In an op-ed today, the publication said improving cooperation between both countries was the best way to strengthen bilateral ties, but disputes arising from cancellations of major infrastructure projects with Chinese contractors as well as remarks about the Malaysia-China Kuantan Industrial Park (MCKIP) as a challenge to Malaysian sovereignty have upset the Chinese.

“When such remarks are heard by Chinese people, the latter find it piercing. They will definitely make Chinese investors worry about Malaysian public opinion and whether such an atmosphere will affect investment in the country,” it said.

The op-ed stated that while Prime Minister Tun Dr Mahathir Mohamad has promoted friendly cooperation between both countries and had urged Chinese companies to invest in and increase technology transfer to Malaysia, his remarks on China-funded projects “gave rise to confusion”, it said.

“Like this time, it is startling to equate the controversy surrounding a factory wall with state sovereignty,” it said.

Dr Mahathir had earlier announced his intention to tear down the perimeter wall around the MCKIP in Pahang after complaints emerged that local elected officials were not allowed into the premises.

In an interview with Malaysiakini, he said: "Nobody has ever done that. You build a wall around an industrial park and you don't even allow Malaysians to go in.
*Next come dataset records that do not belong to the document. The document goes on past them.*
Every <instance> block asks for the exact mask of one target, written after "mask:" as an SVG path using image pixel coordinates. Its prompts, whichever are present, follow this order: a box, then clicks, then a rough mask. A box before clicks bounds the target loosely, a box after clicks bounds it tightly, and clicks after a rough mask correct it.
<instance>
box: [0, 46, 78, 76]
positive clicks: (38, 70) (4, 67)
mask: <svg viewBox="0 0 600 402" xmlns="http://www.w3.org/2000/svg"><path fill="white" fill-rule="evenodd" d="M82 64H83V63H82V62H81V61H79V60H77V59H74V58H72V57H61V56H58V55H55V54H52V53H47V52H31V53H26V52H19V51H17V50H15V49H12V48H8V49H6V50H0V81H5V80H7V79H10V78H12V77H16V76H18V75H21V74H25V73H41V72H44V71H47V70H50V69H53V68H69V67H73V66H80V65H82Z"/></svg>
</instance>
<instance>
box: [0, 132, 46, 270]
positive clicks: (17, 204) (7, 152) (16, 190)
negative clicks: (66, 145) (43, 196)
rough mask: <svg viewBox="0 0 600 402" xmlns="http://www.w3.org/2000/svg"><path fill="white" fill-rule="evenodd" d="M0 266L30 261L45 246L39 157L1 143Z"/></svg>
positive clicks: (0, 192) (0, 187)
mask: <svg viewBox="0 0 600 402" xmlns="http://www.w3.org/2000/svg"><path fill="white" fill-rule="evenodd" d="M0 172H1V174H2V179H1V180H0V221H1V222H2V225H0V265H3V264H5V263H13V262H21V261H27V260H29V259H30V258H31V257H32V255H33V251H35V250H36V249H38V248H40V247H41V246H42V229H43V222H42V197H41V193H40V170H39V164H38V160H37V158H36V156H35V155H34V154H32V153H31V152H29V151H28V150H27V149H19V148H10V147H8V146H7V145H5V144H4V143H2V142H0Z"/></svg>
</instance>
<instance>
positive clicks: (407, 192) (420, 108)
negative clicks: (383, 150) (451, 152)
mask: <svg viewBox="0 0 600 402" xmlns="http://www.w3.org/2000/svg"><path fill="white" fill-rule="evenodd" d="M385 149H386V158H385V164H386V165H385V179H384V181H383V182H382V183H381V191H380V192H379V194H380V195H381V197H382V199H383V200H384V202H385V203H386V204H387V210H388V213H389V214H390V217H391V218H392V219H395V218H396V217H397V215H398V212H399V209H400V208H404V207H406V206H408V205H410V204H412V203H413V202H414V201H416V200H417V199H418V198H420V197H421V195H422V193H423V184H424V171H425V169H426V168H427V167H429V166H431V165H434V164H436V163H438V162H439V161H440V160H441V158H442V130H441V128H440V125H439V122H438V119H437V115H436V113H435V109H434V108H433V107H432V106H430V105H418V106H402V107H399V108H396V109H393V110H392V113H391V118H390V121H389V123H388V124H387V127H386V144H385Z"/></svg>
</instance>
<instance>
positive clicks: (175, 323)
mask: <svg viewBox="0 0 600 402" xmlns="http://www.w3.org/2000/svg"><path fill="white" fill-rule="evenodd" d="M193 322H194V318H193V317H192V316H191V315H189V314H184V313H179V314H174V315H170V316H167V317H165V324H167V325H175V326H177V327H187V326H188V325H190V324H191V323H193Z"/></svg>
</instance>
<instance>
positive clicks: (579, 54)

"This is not the practice we use. We have hundreds of industrial park and they are all under Malaysian law. So we need to take down walls and all that because these are wrong in our country."

Global Times said Chinese investors “have no intention of eroding Malaysian sovereignty".

“The MCKIP was established by joint promotion of the two governments. It is impossible for Chinese authorities to enforce any law there. The entire industrial park is protected by Malaysian law and is functioning under Malaysian law.

“If the industrial park's operation is at odds with local residents' interests, the Malaysian government should resolve the problems through coordination, instead of comparing them to sovereignty issues, which would probably only aggravate the disputes,” it said.

Meanwhile, the publication also urged China to “understand and adapt to Malaysia's internal adjustments and remain consistent in cooperation with the country” while Chinese companies should protect their own interests.

“The Chinese government should also help them safeguard their interests so that expanding cooperation and settling disputes according to laws and regulations will become the norm,” it said.